Learning From the Crowd: A New Approach to Social Learning

Author: Denis Avetisyan


This research introduces a method for agents to effectively learn from observing others, even when those observers have varying levels of expertise.

The framework investigates a social bandit learning problem, positing that effective collaboration necessitates balancing individual reward acquisition with the collective benefit of shared knowledge among agents within a dynamic environment.
The framework investigates a social bandit learning problem, positing that effective collaboration necessitates balancing individual reward acquisition with the collective benefit of shared knowledge among agents within a dynamic environment.

A free energy minimization framework combined with Thompson sampling enables robust social bandit learning in multi-agent systems.

While reinforcement learning typically focuses on individual experiences, humans and animals often benefit from observing others, revealing a critical gap in artificial intelligence. This paper, ‘Exploiting Expertise of Non-Expert and Diverse Agents in Social Bandit Learning: A Free Energy Approach’, addresses this limitation by introducing a novel social bandit learning algorithm grounded in free energy minimization and Thompson sampling. The method enables an agent to effectively learn from observing a population of diverse agents, even those with limited or suboptimal expertise, by strategically evaluating and integrating their behavioral information. Could this approach unlock more robust and adaptable learning systems capable of thriving in complex, dynamic environments?

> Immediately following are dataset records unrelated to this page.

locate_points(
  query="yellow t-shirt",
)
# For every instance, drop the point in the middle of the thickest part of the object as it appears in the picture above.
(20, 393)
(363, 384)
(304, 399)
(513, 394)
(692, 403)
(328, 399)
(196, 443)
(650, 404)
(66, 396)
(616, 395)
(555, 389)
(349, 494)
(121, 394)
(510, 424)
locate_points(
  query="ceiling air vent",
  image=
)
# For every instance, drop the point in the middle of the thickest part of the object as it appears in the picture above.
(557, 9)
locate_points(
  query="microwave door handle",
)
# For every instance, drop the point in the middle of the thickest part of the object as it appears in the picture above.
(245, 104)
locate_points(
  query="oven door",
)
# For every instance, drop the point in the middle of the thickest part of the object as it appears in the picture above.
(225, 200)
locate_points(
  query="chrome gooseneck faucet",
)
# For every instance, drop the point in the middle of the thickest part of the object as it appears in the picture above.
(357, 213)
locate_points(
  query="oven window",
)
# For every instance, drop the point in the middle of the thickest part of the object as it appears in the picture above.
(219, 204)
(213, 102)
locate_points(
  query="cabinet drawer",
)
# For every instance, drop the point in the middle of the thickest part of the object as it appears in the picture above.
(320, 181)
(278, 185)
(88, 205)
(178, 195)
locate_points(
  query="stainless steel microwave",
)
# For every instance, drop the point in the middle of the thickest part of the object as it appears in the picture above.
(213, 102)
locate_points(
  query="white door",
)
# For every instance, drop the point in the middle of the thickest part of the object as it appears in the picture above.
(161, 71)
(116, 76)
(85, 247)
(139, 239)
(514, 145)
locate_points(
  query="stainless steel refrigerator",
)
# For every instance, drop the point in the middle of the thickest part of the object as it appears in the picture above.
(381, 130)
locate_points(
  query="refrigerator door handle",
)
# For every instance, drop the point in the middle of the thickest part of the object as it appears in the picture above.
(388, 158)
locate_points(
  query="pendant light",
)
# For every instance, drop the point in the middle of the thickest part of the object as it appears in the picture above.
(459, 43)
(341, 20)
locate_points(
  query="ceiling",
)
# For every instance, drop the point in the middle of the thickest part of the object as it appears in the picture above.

Beyond the Isolated Agent: Embracing Collective Intelligence

Conventional reinforcement learning paradigms often depict agents as solitary entities, optimizing behavior through individual trial and error. However, this isolated approach represents a considerable simplification of the vast majority of natural systems, where organisms routinely learn from and interact with one another. From flocking birds and schooling fish to social insects and primate groups, collective behavior demonstrates that information sharing and observational learning are frequently more efficient than independent discovery. This is particularly true in dynamic and unpredictable environments, where the experiences of others can dramatically reduce the costs – and risks – associated with exploring novel strategies. Consequently, a growing body of research is challenging the assumption of isolated learners, recognizing that social interaction is often a fundamental component of adaptive behavior.

Traditional reinforcement learning often envisions agents acting in isolation, a framework that falters when confronted with the realities of complex and dynamic environments. These settings are rarely characterized by readily available, centralized information; instead, knowledge is frequently distributed across multiple sources and changes over time. An agent operating solely on its own experiences faces a significant disadvantage, requiring exponentially more exploration to achieve comparable performance to one capable of accessing external insights. This limitation is particularly acute in scenarios where the reward landscape shifts unpredictably, as individual learning struggles to keep pace with evolving optimal strategies. Consequently, the efficacy of purely individual-centric approaches diminishes rapidly as environmental complexity and information distribution increase, underscoring the need for alternative learning paradigms.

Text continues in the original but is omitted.